Credit: Shudder
by Steven Warner Featured Film Streaming Scene

The Advent Calendar | Patrick Ridremont

December 2, 2021

As far as holiday traditions go, advent calendar are pretty lame; The Advent Calendar is lamer.


Break out your horror premise Bingo cards, because if you marked “evil Christmas trinket,” you just hit paydirt. Belgium import The Advent Calendar concerns the beloved titular item, here presented as a sinister force that will grant you everything you could possibly desire — but at a price. Obviously. Indeed, the film takes the old adage “Be careful what you wish for” and applies it to as innocuous an item as one could possibly imagine. Aside from providing a few extra calories with its daily dose of holiday delectables, there’s nothing particularly menacing or suspect about an advent calendar, even if, as one character points out, it was “invented by the Germans.” In fact, aside from its facility as a nifty countdown device, it feels as though writer-director Patrick Ridremont might have simply wanted to make an evil djinn movie but, realizing that subgenre’s particular track record, transplanted his action to whatever random item he saw sitting around his house. Maybe we should just be thankful this isn’t The Brita Water Filter. Or maybe not. The mind reels.

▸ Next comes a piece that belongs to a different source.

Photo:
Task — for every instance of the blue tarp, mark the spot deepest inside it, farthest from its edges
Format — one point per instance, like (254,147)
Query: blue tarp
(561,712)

To make matters worse, absolutely nothing is done with the holiday setting, and the sight of our heroine, Eva (Eugénie Derouand), anxiously awaiting the stroke of midnight so she can open yet another tiny door grows numbing long before the end credits hit. Eva is twenty-something and paraplegic, the result of a car accident that destroyed her professional dance career. When best friend Sophie (Honorine Magnier) gifts her the eponymous, hand-carved item for her birthday, Eva sees it as nothing more than a humorous piece of kitsch, its various warnings about possible death at the hands of an unknown “Ich” more adorable than portentous. (She must not be aware that the majority of advent calendars do not come with ominous threats etched into their woodwork.) As Eva unlocks the first compartment, we are treated to an interior (?) shot of the calendar itself, where a sinewy figure — covered in bloody wounds and adorned in a wooden mask nestled above his gnarled mouth — jerks forth and comes to life, bathed in a glowing purple light. As Eva soon discovers, the calendar knows your innermost wants and desires, and will provide everything you could possibly want — just so long as you eat its candy. (It’s a trap, kids.) Before long, Eva has a hunky boyfriend and a small fortune in cash, but she becomes suspicious when the candy seems to be curing her dementia-addled father, who proceeds to contact her on a disconnected phone. Then there’s also the matter of people who have wronged Eva horrifically dying, meaning that this film is not only an entry into the evil wishes canon, but also something of a riff on George A. Romero’s cult classic Monkey Shines, in which a paraplegic man has a psychological connection with a capuchin that carries out his most sinister thoughts.

Part of the problem with The Advent Calendar is that it takes Eva so long to figure out what’s going on, her stupidity a byproduct of the lazy script itself, and an instrument of the film’s tediousness. Once she finally gets the memo, which is right around the time that she is able to miraculously walk again, the film has wasted so much time that it’s barely able to allow the character to luxuriate in the spoils of the calendar, too quickly setting her on a collision course with the evil that powers it. Ridremont at least knows better than to send Eva on a mission to try to figure out its origins in some vain bid to stop it, but her deductions regarding the possessed Christmas calendar come seemingly out of nowhere, especially for a character that was so distinctly dunderheaded for the majority of the film’s running time. The ending itself is an epic nothing, with Ridremont choosing to keep things vague in ways that are wholly unsatisfying and make no sense whatsoever; and that goes double for the film’s ludicrous final shot. At the end of the day, The Advent Calendar feels like a particularly subpar Blumhouse production, approximating the “appeal” of something like Fantasy Island: slickly produced and watchable in the moment, but not nearly as clever as it thinks it is, inspiring annoyance and not much else. Getting some candy around the holidays really shouldn’t be this difficult or dull.

You can currently stream Patrick Ridremont’s The Advent Calendar on Shudder.